Bird is the Word
Through Dec. 21, Walter Kerr Theatre, 219 W. 48th St. (betw. B’way & 8th Ave.), 212-239-6200; $25-$110.
Something about the handsome, enviably structured face of Kristin Scott Thomas, now reprising her Olivier Award-winning performance as Arkadina in Anton Chekhov’s The Seagull on Broadway, seems designed to mislead. Arkadina is probably the most colorful and complex actress-character envisioned by any playwright, and the great virtue of Thomas’ performance is that her lean face is unfailingly empathy inducing, no matter what side of her we’re seeing. Thomas is then able to accent her moment by using her lithe body, which would appear to have been gently poured into Hildegarde Bechtler’s costumes.
Delicately, deliberately, Thomas communicates each shimmering, stammering aspect of Arkadina, but she never has one of the aspects contradict another. Rather, her performance is a case study of a woman wholly at an emotional remove from who she truly is on the inside—very much, if you will, an actress. In the presence of her son, the dark, troubled and ultimately suicidal Konstantin, played by the gaunt, goony Mackenzie Crook, Thomas’ Arkadina is maternal but never motherly—that would demand an investment of care considerably steeper than the Russian steppes. In the presence of her lover, the poet Trigorin, played rather shallowly by Peter Sarsgaard, Thomas can be kicky as a schoolgirl. Yet something about that face—that high forehead, those smallish eyes, that broad mouth—tells you that Arkadina knows full well how her relationship with the poet will end. How, indeed, all the relationships in Chekhov’s piece will fall tragically into place.

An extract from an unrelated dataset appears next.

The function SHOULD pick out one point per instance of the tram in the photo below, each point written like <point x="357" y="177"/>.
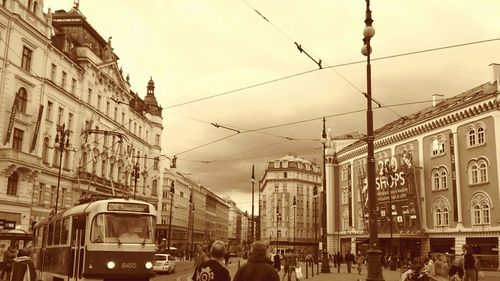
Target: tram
<point x="110" y="240"/>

Nuance, you see, is the ethanol of a Chekhov play. In the century since the master’s death, there is still a reason why caffeine-driven college professors engage their students in debates over what is “seriocomic” and how it is to be played on stage. Ian Rickson’s direction of The Seagull, tautly adapted by Christopher Hampton, is often so shot through with nuance that it can be an absolute pleasure. For example, there’s the reliably inimitable performance of Zoe Kazan as Masha, burning in her unrequited love for Konstantin. At the same time, Rickson’s revival occasionally stumbles is in its pacing—by which I don’t mean it is uneven. Instead, it’s as if the director is unaware, at least until well into Act 2, that The Seagull needs doom and gloom to bubble beneath the Chekhovian mirth. I was so amused and diverted by the nuance of the actors’ performances that I almost forgot what melancholy fortunes await the characters. It’s a choice, but it seems to me in retrospect that the comic needed a little more serio.
The production elements, too, weirdly strafe the surface. The Seagull is lit a hair too darkly by Peter Mumford in Act 1 (even with the play beginning at dusk), so it becomes a strain to see all the subterranean feelings being otherwise expressed by the actors through inflections and body language. Then, in Act 2, the rustic and rather unattractive upstage wall is finally removed, unveiling a drawing room interior of peeling wallpaper and chipped walls that help to fill in many of the plotting blanks.
There is a temptation to compare this production of The Seagull to the most recent New York revival of the play—at off-Broadway’s Classic Stage Company a few months ago. The most profound difference is all about age: Whereas Dianne Weist’s Arkadina at CSC body surfed wave after wave of arch narcissism, Thomas subsumes her vanity through spellbinding showmanship. Think of it this way: With Thomas’ long and dreamy figure, she is like a beautiful suit of worsted wool compared to the high-waisted Weist.
How sad, then, that Sarsgaard impresses so lightly. In the face of Thomas’ powerhouse performance as a woman unplugged from her own source of electricity, Sarsgaard, who also portrayed Trigorin in London, wafts through his scenes as if motored by air, his face obscured by a bushy beard. Perhaps the seriocomedy is hiding far beneath it.